The manipulations we implemented were inexpensive, easily maintained, and unobtrusive. We estimate that our attractant treatments cost approximately US$103 per pond ($60 for wood duck box, $25 for generic bird box, $2 for fence posts to mount bird boxes, $6 for duck decoys, $10 for materials to construct floating platform), and required fewer than two person‐hours to install. In addition to their low cost, our manipulations were durable and easily maintained: despite the presence of large mammals (e.g., deer, pigs, coyote, cows) that might trample or otherwise compromise attractants, we observed no negative wildlife interactions. Manipulations required very minimal maintenance; we checked on ponds once per year and spent ~15 person‐minutes per pond per year re‐positioning floating platforms or duck decoys, supplementing shoreline perching habitat, or (for only one pond over the two‐year experiment) re‐mounting a fallen bird box. Importantly, the manipulations were unobtrusive and inconspicuous. This low visibility minimizes the chance that the treatments will be noticed by human visitors, reducing the likelihood of vandalism, theft, and objections by neighbors, park users, landowners, or land managers concerned about the aesthetic value of ponds. In fact, one of the land managers we worked with was enthusiastic about these manipulations, which she hoped would contribute to the conservation value of wetlands under her stewardship. The low cost, ease of maintenance, inconspicuousness, and conservation benefits of our approach allowed us to maximize the size and number of manipulated ponds, increasing statistical power and biological realism.

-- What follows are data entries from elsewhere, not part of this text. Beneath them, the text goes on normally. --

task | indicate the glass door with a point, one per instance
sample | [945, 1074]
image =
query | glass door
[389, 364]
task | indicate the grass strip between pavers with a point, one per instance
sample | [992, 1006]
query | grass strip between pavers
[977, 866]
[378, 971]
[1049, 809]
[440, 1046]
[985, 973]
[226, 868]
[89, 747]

There are numerous potential applications of our approach to manipulating bird abundance and richness. We plan to use this method to perform a large‐scale, long‐term bird manipulation experiment in central California ponds. Our aim is to quantify the effect of increases in local bird abundance and richness on the composition of pond communities, and particularly on the transmission of parasites within ponds. Birds play a variety of roles in these pond ecosystems: as dispersers of parasites, predators of hosts, and hosts for vectors and the pathogens they transmit. Manipulative experiments are therefore necessary to disentangle the potential effects of change in bird biodiversity on disease processes and to discover the net effect of bird biodiversity loss on the prevalence of disease in ponds. Our method of bird augmentation might also be useful for scientists working on other questions about the ecological roles of birds, or in other ecosystems. Most bird manipulation experiments to date have investigated the role of birds as predators using bird deterrence, and bird exclusion is a suitable approach for assessing the impacts of bird predation on community composition at small spatial scales. However, because our approach can be deployed across larger spatial scales than traditional caged or netted bird exclosures, it can also be used to investigate processes that occur at large spatial scales: for example, nutrient export/import, seed dispersal, and scavenging/decomposition. Our approach could also be easily adapted to augment birds across large plots in other relatively open ecosystems—for example, grasslands, meadows, open woodlands, tundra, marshes, wetlands, dunes, and beaches.